Supported data sources
The framework ships with plugins for several public repositories, including:
- eCUDO.pl — Polish university datasets,
- EODC — Earth Observation Data Centre (STAC),
- Bgee — gene expression database,
- VIP — Virtual Imaging Platform datasets,
- GWAS Catalog — curated traits and publications of human genome-wide association studies.
New sources can be supported by adding a plugin — see the project repository for the plugin development guide.
Installation and usage
The toolkit is distributed as a separate project. For installation instructions, CLI reference, plugin development guide, and configuration details, see the project on GitHub.
A typical workflow consists of three steps:
- Crawl a chosen source to produce a JSONL file with dataset metadata.

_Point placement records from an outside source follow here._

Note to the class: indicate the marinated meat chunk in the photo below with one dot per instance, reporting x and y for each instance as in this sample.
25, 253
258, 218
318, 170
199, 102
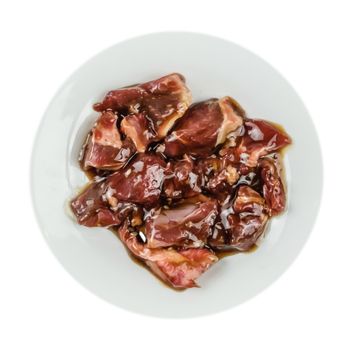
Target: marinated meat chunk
104, 148
242, 223
273, 188
182, 179
152, 108
138, 128
204, 126
180, 268
257, 139
181, 186
185, 225
139, 182
93, 207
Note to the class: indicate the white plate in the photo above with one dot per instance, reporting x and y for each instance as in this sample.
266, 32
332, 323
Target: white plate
213, 67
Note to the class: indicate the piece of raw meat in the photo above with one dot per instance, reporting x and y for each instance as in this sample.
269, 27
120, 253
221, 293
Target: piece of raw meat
185, 225
255, 139
204, 126
104, 148
180, 268
150, 109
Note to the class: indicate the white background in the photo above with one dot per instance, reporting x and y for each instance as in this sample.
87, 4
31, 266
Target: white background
314, 44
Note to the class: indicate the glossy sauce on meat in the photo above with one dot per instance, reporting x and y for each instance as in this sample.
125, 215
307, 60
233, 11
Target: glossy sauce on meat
181, 186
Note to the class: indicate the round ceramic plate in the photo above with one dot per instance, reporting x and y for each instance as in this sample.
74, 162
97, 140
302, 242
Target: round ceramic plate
213, 68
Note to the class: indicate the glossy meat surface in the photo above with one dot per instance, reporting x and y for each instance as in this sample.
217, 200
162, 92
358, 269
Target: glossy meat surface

- Review the generated records and the registration plan.
- Register the datasets in Onedata using the registrar. This requires certain permissions; this step is often performed by a provider/space admin.
Registering datasets requires an Onedata space supported by an imported storage with manual import mode — the same prerequisites as regular file registration. The registrar can create and configure such a space automatically if granted appropriate permissions.